Anyway, Patou was the father’s inspiration, a kind of distant relation—at least that’s what he claimed.

The truth is, Patou had served with the Zouaves during World War I, while Emmanuel’s uncle, Lord knows why, was stationed in the Dardanelles with the Allied Army of the Orient. The two men ran into each other there, and Patou, a captain, couldn’t stop talking about what he wanted to do once the war was over: he would dive into fashion, women’s clothing, haute couture. “You mustn’t be afraid to act.” When you’ve come so close to death, you can’t waste time by hesitating.

In short, the uncle was captivated.

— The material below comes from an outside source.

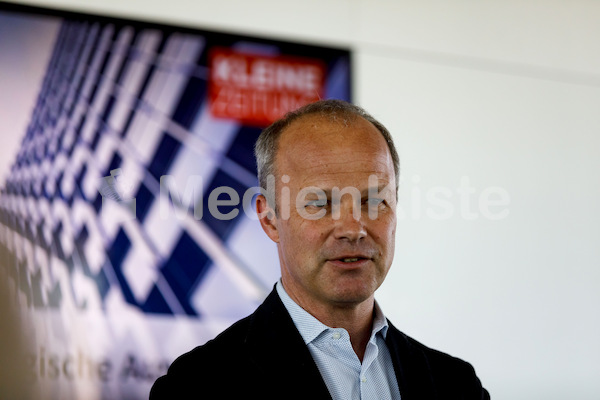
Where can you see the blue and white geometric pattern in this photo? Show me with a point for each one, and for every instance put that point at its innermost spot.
(127, 104)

So the day when the first creations of the man who was to become Emmanuel’s “mentor” began to appear in magazines like Madame, the uncle—what was his name?—was proud to tell his nephew (the only boy in that whole pack of kids, and his boy too because he had no children) that Jean Patou was ALSO HIS UNCLE. He never stopped saying it: “When you have such a celebrated relative, you can’t waste away in the forests of La Côte-Sous-le-Vent. By God, I tell you, dear nephew, Pointe-à-Pitre is yours for the taking!”

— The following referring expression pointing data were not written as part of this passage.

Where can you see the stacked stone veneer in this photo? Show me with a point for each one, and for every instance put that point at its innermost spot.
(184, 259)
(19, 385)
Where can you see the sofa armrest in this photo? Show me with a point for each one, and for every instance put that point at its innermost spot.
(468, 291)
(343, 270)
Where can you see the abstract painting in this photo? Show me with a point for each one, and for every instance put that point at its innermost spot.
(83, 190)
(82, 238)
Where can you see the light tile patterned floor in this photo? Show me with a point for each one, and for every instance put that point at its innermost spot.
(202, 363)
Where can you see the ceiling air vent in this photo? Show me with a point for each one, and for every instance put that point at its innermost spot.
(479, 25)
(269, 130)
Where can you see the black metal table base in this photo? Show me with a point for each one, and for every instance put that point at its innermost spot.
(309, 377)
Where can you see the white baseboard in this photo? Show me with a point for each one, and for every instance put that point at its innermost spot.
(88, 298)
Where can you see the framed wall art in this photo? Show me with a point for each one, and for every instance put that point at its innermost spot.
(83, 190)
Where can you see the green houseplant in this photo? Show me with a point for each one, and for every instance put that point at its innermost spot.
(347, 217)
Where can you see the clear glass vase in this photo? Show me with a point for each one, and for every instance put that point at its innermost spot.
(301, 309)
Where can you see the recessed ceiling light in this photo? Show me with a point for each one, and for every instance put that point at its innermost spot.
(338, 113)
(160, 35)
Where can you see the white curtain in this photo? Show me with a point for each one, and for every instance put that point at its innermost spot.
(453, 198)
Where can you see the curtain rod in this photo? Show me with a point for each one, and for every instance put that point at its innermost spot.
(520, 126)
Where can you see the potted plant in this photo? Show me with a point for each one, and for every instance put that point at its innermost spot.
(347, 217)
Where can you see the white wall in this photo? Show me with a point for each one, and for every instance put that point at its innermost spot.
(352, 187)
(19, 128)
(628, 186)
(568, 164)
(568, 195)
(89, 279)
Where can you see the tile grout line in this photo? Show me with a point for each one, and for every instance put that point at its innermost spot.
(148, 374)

In 1936 the nephew decides to relocate to the big city. He’s learned to sew from a modest tailor in the village of Bouillante. He has talent, a lot of talent, and that same year, Jean Patou suffocates and dies.

The uncle and the nephew interpret “Uncle” Jean Patou’s death as a sign for his disciple from afar to rise up and take his place. So there Emmanuel is, arriving in La Pointe dressed just like Patou: suit, hat—and if he’d dared, a cane, too, and even three-pieces. But you have to admit that, in Bouillante, it’s a little too hot for a jacket and a vest.